Farquhar Oliver, who had been elected leader in 1947, resigned in 1950. Oliver remained an influential figure in the party and in the legislature, but the convention selected Walter Thomson, then the federal member of Parliament for Ontario, as his successor.

==Candidates==
Eight candidates appeared on the first ballot:
- Walter Thomson – Thomson was a lawyer, veteran and federal Liberal member of Parliament for Ontario, elected in the 1949 Canadian federal election. He had previously sought the Ontario Liberal leadership in 1943, placing fourth, and was appointed Ontario solicitor for the Veterans' Land Act before entering federal politics.

- Harry Cassidy – Cassidy was an academic, social reformer and public servant. A specialist in social welfare policy, he held academic appointments in Canada and the United States and became dean of the School of Social Work at the University of Toronto. He had earlier been associated with the League for Social Reconstruction and the Co-operative Commonwealth Federation, but contested the Ontario Liberal leadership in 1950.
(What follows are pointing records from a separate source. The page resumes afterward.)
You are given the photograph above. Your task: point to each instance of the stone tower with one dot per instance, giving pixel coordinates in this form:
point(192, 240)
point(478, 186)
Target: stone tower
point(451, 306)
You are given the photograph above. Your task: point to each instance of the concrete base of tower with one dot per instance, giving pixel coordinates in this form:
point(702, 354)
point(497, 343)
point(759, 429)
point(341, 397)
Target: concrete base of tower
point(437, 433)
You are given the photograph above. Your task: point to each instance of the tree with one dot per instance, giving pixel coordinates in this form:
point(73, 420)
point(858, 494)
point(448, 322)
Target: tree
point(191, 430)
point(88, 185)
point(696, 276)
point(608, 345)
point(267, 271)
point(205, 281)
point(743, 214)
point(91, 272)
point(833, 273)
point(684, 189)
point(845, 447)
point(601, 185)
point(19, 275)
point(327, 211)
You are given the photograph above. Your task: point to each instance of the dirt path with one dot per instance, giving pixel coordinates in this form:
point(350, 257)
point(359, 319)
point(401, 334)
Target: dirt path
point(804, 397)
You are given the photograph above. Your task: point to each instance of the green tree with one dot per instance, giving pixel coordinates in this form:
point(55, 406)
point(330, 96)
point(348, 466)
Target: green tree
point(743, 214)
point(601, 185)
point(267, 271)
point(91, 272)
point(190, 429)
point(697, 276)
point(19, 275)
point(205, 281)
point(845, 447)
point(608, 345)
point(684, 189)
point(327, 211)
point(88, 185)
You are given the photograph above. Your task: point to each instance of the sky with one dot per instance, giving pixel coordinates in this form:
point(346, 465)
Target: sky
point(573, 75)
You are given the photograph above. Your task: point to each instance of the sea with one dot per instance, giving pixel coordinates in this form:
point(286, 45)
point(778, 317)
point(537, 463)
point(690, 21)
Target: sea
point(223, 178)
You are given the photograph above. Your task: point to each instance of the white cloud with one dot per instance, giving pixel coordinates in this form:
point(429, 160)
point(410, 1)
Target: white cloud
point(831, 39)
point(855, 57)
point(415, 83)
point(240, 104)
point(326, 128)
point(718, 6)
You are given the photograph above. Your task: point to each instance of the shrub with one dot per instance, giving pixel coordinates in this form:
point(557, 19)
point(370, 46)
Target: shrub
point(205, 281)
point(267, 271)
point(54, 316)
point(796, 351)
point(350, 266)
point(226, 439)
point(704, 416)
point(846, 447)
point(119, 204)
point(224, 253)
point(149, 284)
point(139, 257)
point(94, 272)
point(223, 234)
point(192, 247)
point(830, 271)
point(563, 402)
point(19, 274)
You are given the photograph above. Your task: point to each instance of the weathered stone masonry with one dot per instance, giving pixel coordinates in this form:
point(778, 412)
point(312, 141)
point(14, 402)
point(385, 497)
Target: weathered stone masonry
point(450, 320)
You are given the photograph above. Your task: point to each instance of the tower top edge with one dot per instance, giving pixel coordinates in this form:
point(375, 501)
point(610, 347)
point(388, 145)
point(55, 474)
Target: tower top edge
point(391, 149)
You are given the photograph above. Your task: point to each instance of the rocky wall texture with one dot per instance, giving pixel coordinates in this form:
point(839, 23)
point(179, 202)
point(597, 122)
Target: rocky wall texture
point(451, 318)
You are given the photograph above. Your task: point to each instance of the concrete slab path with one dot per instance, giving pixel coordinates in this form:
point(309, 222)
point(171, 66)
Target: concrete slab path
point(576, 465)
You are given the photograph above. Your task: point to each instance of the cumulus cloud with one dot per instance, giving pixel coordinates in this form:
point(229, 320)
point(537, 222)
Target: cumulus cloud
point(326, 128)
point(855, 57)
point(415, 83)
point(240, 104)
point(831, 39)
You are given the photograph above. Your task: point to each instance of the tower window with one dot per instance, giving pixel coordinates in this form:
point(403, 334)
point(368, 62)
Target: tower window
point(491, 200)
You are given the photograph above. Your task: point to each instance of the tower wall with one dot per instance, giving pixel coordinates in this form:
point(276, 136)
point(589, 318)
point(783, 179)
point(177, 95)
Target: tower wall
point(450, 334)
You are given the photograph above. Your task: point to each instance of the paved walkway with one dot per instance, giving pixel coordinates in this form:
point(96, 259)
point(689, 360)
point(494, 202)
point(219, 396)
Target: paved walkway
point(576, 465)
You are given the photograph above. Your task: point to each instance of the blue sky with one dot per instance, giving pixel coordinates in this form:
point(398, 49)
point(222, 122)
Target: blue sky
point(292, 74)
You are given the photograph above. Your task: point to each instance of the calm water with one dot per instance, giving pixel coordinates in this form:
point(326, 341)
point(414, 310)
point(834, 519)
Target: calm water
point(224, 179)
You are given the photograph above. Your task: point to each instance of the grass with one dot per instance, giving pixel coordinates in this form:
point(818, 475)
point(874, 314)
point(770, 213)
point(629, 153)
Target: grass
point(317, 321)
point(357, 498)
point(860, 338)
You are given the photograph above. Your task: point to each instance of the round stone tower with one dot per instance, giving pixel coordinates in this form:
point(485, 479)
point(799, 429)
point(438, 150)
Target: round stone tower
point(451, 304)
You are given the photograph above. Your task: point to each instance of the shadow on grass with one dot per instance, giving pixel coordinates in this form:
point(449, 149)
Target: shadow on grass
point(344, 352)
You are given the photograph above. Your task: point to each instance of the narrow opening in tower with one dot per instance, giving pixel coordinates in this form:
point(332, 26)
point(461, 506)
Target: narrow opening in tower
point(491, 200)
- John G. Brown – Brown was a Toronto lawyer and Liberal organizer. He was considered one of the principal contenders at the convention and placed third on the final ballot, behind Thomson and Cassidy.

- Campbell Calder – Calder was the Liberal MPP for London, first elected in the 1948 Ontario general election. He placed fourth on the first ballot and was eliminated after the second ballot.

- Henry Arnott Hicks – Hicks was a Hamilton lawyer and municipal politician. He had run federally as a Liberal candidate in the 1949 Canadian federal election and was serving as a member of the Hamilton Board of Control at the time of the leadership convention.

- Charles Winnans Cox – Cox was a timber contractor, long-serving mayor of Port Arthur, and Liberal MPP. He had represented Port Arthur from 1934 to 1943 and Fort William from 1948 to 1951, and had served briefly as a minister without portfolio in the government of Mitchell Hepburn.

- Norman Hipel – Hipel was a former Liberal MPP for Waterloo South, former Speaker of the Legislative Assembly of Ontario, and former provincial cabinet minister under Mitchell Hepburn. He had served as minister of labour, minister of lands and forests, and provincial secretary and registrar.

- J. J. Sullivan – Sullivan was a Hamilton lawyer. He entered the race shortly before the convention and was eliminated after placing last on the first ballot.

==Ballot results==

Delegate support by ballot
| Candidate | 1st ballot |  | 2nd ballot |  | 3rd ballot |  |
|---|---|---|---|---|---|---|
| Name | Votes cast | % | Votes cast | % | Votes cast | % |
| Walter Thomson | 296 | 40.1 | 334 | 44.9 | 365 | 52.1 |
| Harry Cassidy | 156 | 21.1 | 194 | 26.1 | 220 | 31.4 |
| John G. Brown | 149 | 20.2 | 166 | 22.3 | 116 | 16.5 |
| Campbell Calder | 69 | 9.3 | 50 | 6.7 | Eliminated |  |
| Henry Arnott Hicks | 28 | 3.8 | Withdrew |  |  |  |
| Charles Winnans Cox | 24 | 3.3 | Withdrew |  |  |  |
| Norman Hipel | 12 | 1.6 | Withdrew |  |  |  |
| J. J. Sullivan | 4 | 0.5 | Eliminated |  |  |  |
| Total | 738 | 100.0 | 744 | 100.0 | 701 | 100.0 |

After the first ballot, J. J. Sullivan was eliminated. Henry Arnott Hicks, Charles Winnans Cox, and Norman Hipel withdrew before the second ballot. Campbell Calder was eliminated after the second ballot, leaving Thomson, Cassidy, and Brown on the third and final ballot.

==Aftermath==
Thomson led the Liberals into the 1951 Ontario general election, but failed to win a seat in the legislature. The Progressive Conservatives were re-elected with a large majority under Leslie Frost, while the Liberals remained in opposition. Thomson continued as leader until 1954, when he was succeeded by Farquhar Oliver, who returned to the leadership at the 1954 Ontario Liberal Party leadership election.